Working Paper - Implications of Data Anonymization on the Statistical Evidence of Disparity
We posted on SSRN a working paper by Heng Xu and Nan Zhang, addressing the implications of data anonymization on the statistical evidence of disparity.
Abstract: Research and practical development of data anonymization techniques has proliferated in recent years. Yet limited attention has been paid to examine the potentially disparate impact of privacy protection on underprivileged sub-populations. This study is one of the first attempts to examine the extent to which data anonymization could mask the gross statistical disparities between sub-populations in the data.

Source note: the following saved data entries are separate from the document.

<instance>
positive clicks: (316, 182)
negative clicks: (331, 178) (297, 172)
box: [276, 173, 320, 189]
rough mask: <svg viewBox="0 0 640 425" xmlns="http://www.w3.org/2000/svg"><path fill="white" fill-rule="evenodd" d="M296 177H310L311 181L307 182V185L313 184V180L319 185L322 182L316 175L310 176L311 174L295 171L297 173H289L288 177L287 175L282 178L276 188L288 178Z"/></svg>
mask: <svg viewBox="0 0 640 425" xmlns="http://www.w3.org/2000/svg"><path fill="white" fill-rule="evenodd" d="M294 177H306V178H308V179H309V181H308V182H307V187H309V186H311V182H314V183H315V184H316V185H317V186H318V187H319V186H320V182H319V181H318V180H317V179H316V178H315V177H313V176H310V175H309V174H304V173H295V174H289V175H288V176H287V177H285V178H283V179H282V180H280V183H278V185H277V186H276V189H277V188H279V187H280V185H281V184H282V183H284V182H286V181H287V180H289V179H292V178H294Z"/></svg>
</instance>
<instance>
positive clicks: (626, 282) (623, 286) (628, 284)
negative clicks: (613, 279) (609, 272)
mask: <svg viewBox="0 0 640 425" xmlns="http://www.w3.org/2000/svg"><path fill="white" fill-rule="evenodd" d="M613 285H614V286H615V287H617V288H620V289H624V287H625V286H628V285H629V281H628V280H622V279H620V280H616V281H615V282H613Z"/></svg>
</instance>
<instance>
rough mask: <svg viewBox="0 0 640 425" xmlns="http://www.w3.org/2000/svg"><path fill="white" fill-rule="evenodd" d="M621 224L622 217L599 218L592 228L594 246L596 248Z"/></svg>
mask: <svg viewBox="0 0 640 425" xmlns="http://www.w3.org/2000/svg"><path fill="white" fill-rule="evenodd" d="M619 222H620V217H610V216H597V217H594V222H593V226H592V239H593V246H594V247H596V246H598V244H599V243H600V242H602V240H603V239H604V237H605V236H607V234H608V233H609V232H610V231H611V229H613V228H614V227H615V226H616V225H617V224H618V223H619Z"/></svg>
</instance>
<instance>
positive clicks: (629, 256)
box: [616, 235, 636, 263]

We first describe two common mechanisms of data anonymization and two prevalent types of statistical evidence for disparity. Then, we develop conceptual foundation and mathematical formalism demonstrating that the two data anonymization mechanisms have distinctive impacts on the identifiability of disparity, which also varies based on its statistical operationalization. After validating our findings with empirical evidence, we discuss the business and policy implications, highlighting the need for firms and policy makers to balance between the protection of privacy and the recognition/rectification of disparate impact.
Here is the link to the working paper. We are grateful for the helpful feedback and comments from the participants of the Harvard Privacy Tools Project Working Group Seminar and the 2020 Privacy Law Scholars Conference, where the paper was previously presented.